The mechanic from the town of Dreux, an hour's drive west of Paris, was accused of joining crowds who threw stones at police and was seen giving security forces the middle-finger.
“I don't want to go back to prison. I've got a job, an apartment,” he pleaded in court, adding that he was trying to change but that “alcohol ruins everything”.
Michael, a 30-year-old unemployed man from the Rhone region of southeast France, was described by prosecutors as an anarchist after being found wearing a black sweatshirt with ACAB on it, which stands for “All Cops are Bastards”.
The French government has repeatedly blamed far-right and far-left thugs for the violence in Paris on two successive weekends since the start of the yellow vest protests on November 17.
Riot police head-charge
Others in court had no criminal past and seemingly no radical political views, but were instead the sort of frustrated low-income workers who have joined the “yellow vest” movement in droves.
What started out as protests against the introduction of new fuel taxes has spiralled into a broad opposition front to Macron and his pro-business economic reforms since he took power in May 2017.
Stephane, a 45-year-old butcher from the Hautes Alpes area of eastern France, said it was the first time he had joined a demonstration like the one on the Champs-Elysees on Saturday.
He was accused of charging head-first into a line of riot police, known as CRS.
“I would have liked the CRS to come and shake us by the hand, to put themselves on the people's side,” he told the court.
Jeremy Onselaer, a 22-year-old from the Parisian suburbs, defied any stereotyping: the master's student earns 2,500 euros a month working part-time in the finance department of the national postal service.
He was accused of building barricades in the street, attempting to harm police officers and possessing cannabis.
His lawyer urged magistrates not to impose a restraining order that would have banned him from the capital, because he had studies to pursue at the Paris School of Business.
The strain on police and the justice system caused by so many cases was also evident at the recently opened new Paris city court complex, designed bystar Italian architect Renzo Piano.
“The conditions for the defence are completely unacceptable,” one lawyer complained, adding that she had six clients and had spent only a few minutes with each of them.
Many suspects opted to have their trials deferred to prepare their defence, with hearings set to resume next year.

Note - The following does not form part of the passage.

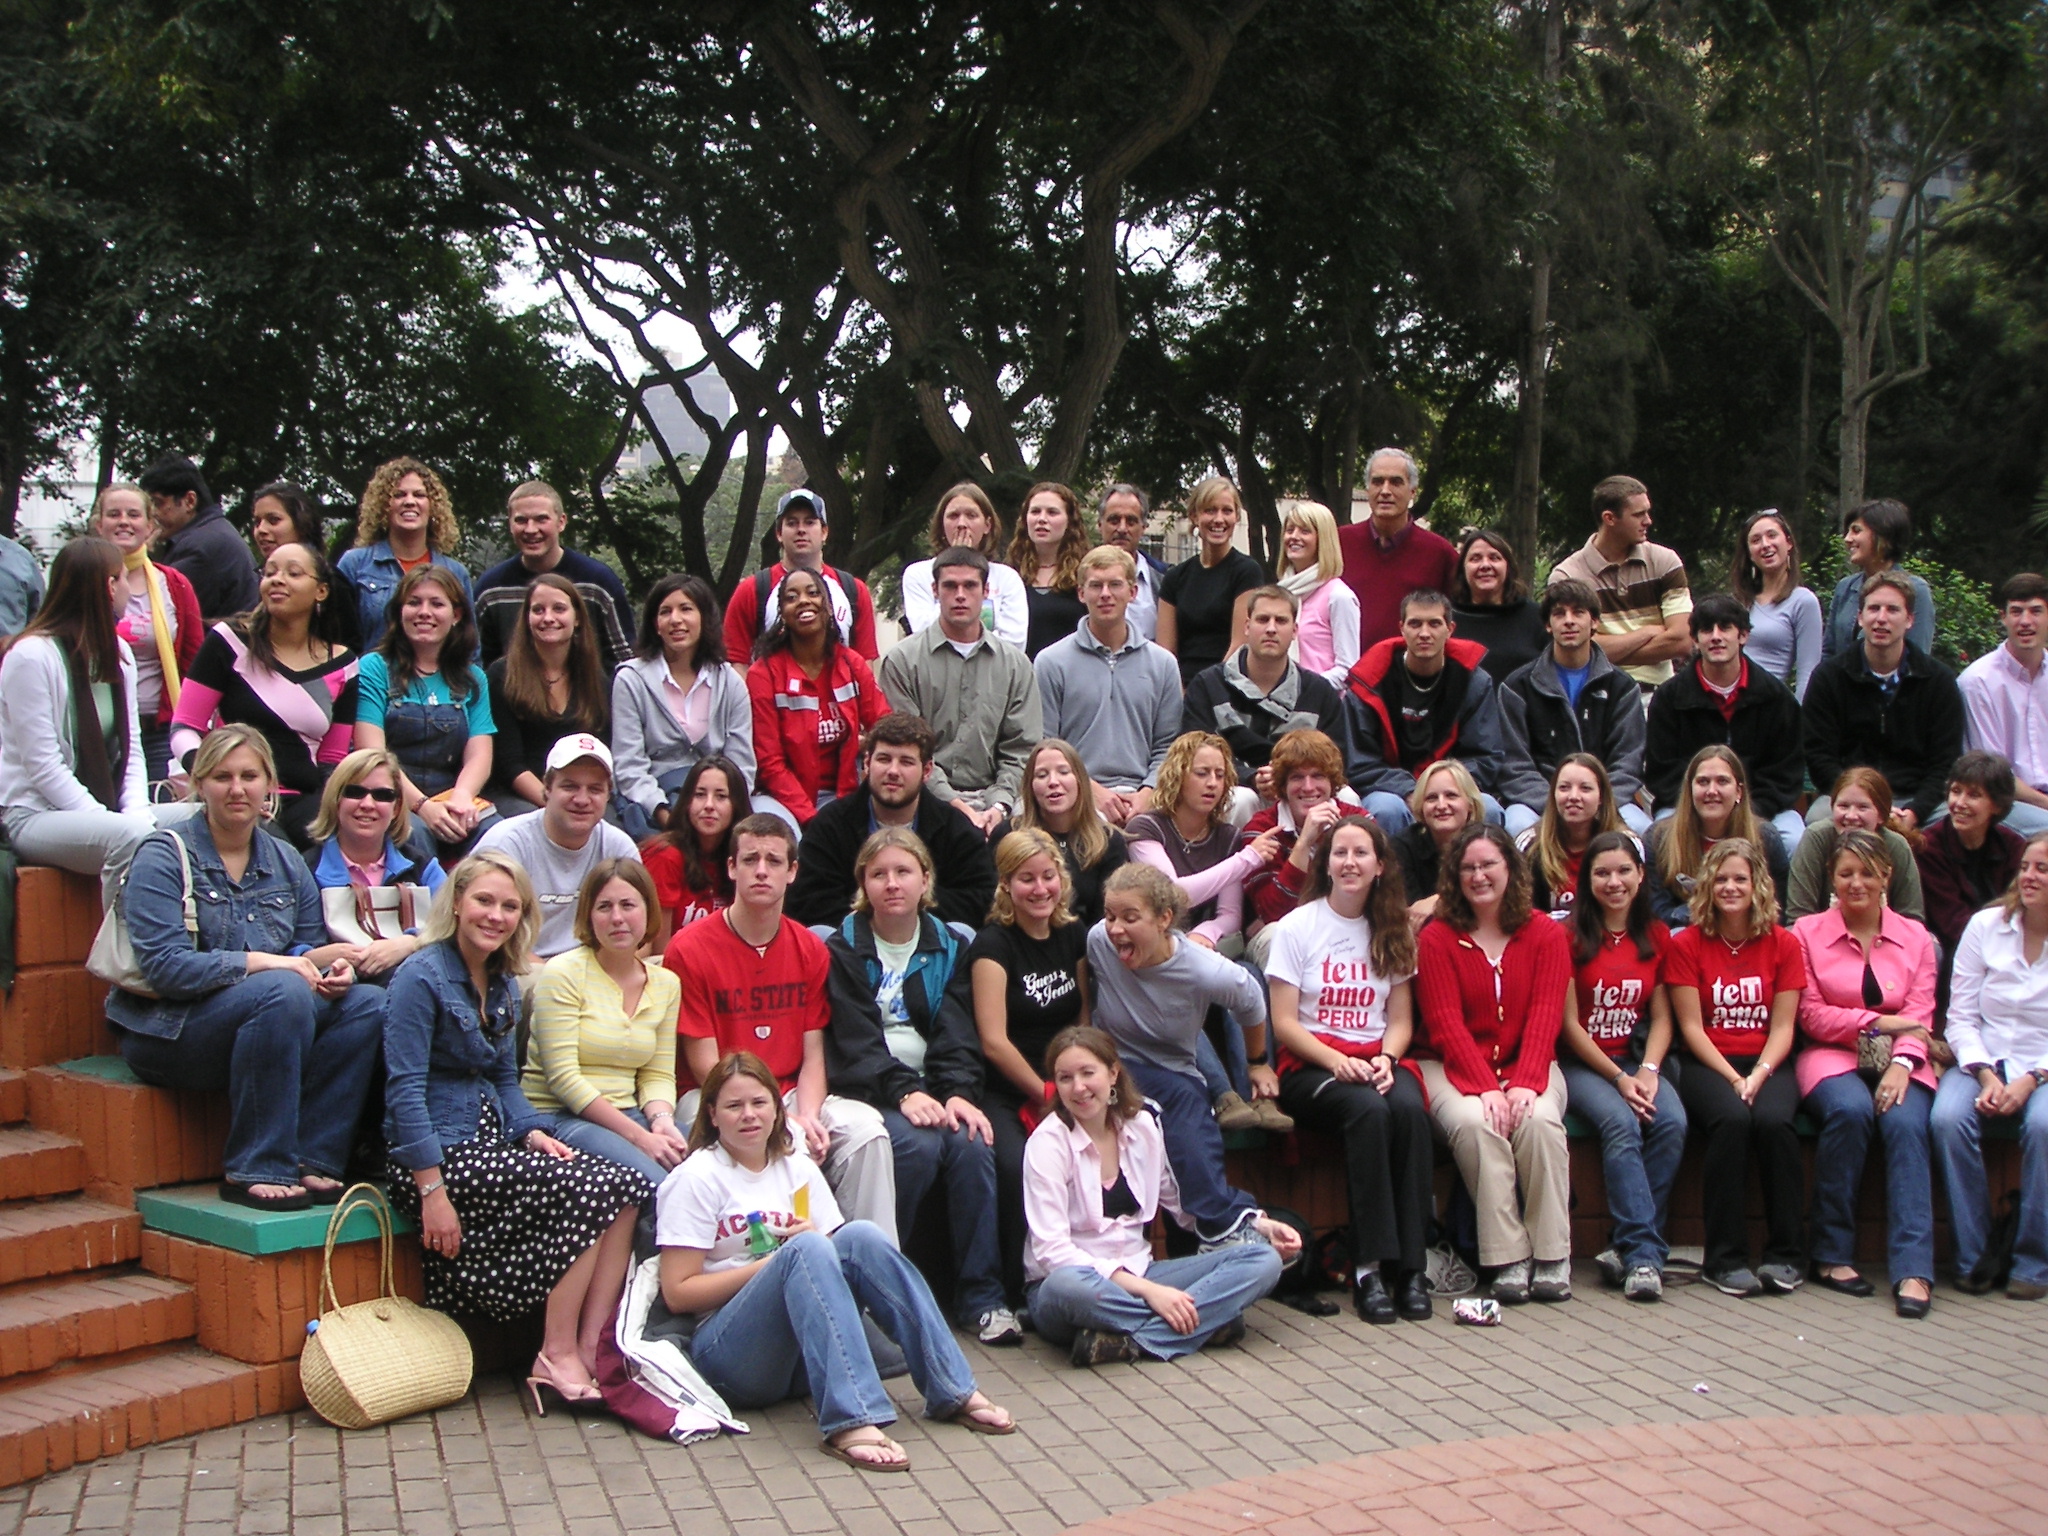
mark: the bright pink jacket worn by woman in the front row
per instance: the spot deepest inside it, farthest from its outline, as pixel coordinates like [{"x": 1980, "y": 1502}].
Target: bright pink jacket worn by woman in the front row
[{"x": 1832, "y": 1009}]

In most cases, magistrates ordered the suspects to report to police regularly until their trials, starting on Saturday morning when another day of protests has been announced.
There were also numerous cases of instant acquittals due to the flimsiness of evidence provided by police.
A 50-year-old nurse from Nice walked free saying he had been randomly arrested while walking in the Bastille area of Paris.
“Violence is not part of my thinking,” he said, adding that he was a regular practitioner of yoga and meditation.